The imagery is being transferred to NARA in stages, with final delivery scheduled for September 2013, he said.

The transfer is being implemented pursuant to a November 2012 Memorandum of Agreement between the National Geospatial-Intelligence Agency (NGA) and the National Archives, under which the Archives is "responsible for providing public access to the declassified imagery."

Reishia R. Kelsey of NGA public affairs confirmed that the imagery "will be made available to the public following its accession to NARA" later this year.

The National Archives was not prepared last week to set a precise date for public release. But an Archives official said that "NARA intends to make these records available to the public at our research room in College Park, MD as soon as possible following transfer."

If successfully executed, the release of the KH-9 imagery will constitute a breakthrough in the declassification and disclosure of national security information. It will be one of several discrete but momentous shifts in secrecy policy during the Obama Administration that have often gone unrecognized or unappreciated. Though these declassification actions took years or decades to accomplish, they have been downplayed by the White House itself, which has seemed curiously ambivalent about them. They include the public disclosure of the size of the U.S. nuclear weapons arsenal, the routine publication of the annual intelligence budget request, the release of the Office of Legal Counsel "torture memos," the declassification of the KH-9 satellite itself, and others.
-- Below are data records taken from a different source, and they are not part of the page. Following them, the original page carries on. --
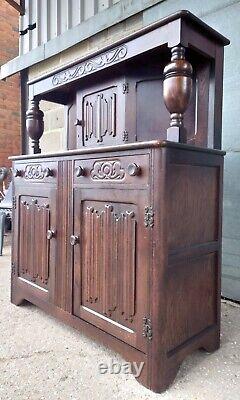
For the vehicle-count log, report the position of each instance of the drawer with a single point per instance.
(129, 169)
(41, 172)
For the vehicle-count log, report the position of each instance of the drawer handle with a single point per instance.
(74, 240)
(48, 172)
(133, 169)
(50, 234)
(17, 172)
(79, 171)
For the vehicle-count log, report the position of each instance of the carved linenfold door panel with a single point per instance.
(36, 235)
(109, 253)
(111, 261)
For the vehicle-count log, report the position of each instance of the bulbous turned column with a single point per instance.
(34, 124)
(177, 90)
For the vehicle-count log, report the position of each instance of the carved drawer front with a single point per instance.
(120, 170)
(40, 172)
The KH-9 imagery is being processed for public release pursuant to the 1995 Executive Order 12951 on "Release of Imagery Acquired by Space-based National Intelligence Reconnaissance Systems." That order had been effectively dormant since the Clinton Administration, when the last major release of intelligence satellite imagery (from the CORONA, ARGON and LANYARD missions) took place.

The declassification of the KH-9 imagery is a massive undertaking, Mr. Birmingham of ODNI said last year.

"For context, and to grasp the scope of the project, the KH-9/HEXAGON system provided coverage over hundreds of millions of square miles of territory during its 19 successful missions spanning 1971-1984," he said. "It is a daunting issue to address declassification of the program specifics associated with an obsolete system such as the KH-9, which involves the declassification of huge volumes of intelligence information gathered on thousands of targets worldwide during a 13 year time period."


MILITARY PHOTOGRAPHERS READY TO DEPLOY AROUND THE GLOBE

Just as law enforcement relied upon surveillance cameras and personal photography to enable the prompt identification of the perpetrators of the Boston Marathon bombing, U.S. armed forces increasingly look to the collection of still and motion imagery to support military operations.

Combat camera (COMCAM) capabilities support "operational planning, public affairs, information operations, mission assessment, forensic, legal, intelligence and other requirements during crises, contingencies, and exercises around the globe," according to newly updated military doctrine.

COMCAM personnel are "highly trained visual information professionals prepared to deploy to the most austere operational environments at a moment's notice."

COMCAM units "are adaptive and provide fully qualified and equipped personnel to support sustained day or night operations" in-flight, on the ground or undersea, as needed.

"Effectively employed COMCAM assets at the tactical level can potentially achieve national, theater strategic, and operational level objectives in a manner that lessens the requirement for combat in many situations," the new doctrine says. "Their products can counter adversary misinformation, disinformation, and propaganda and help commanders gain situational awareness on operations in a way written or verbal reports cannot."

"The products can also provide historical documentation, public information, or an evidentiary foundation... for forensic documentation of evidence and legal proceedings. They can provide intelligence documentation to include imagery for facial recognition and key leader engagements, and support special reconnaissance."

The newly issued COMCAM doctrine supersedes previous guidance from 2007. See Combat Camera: Multi-Service Tactics, Techniques, and Procedures for Combat Camera (COMCAM) Operations, April 2013.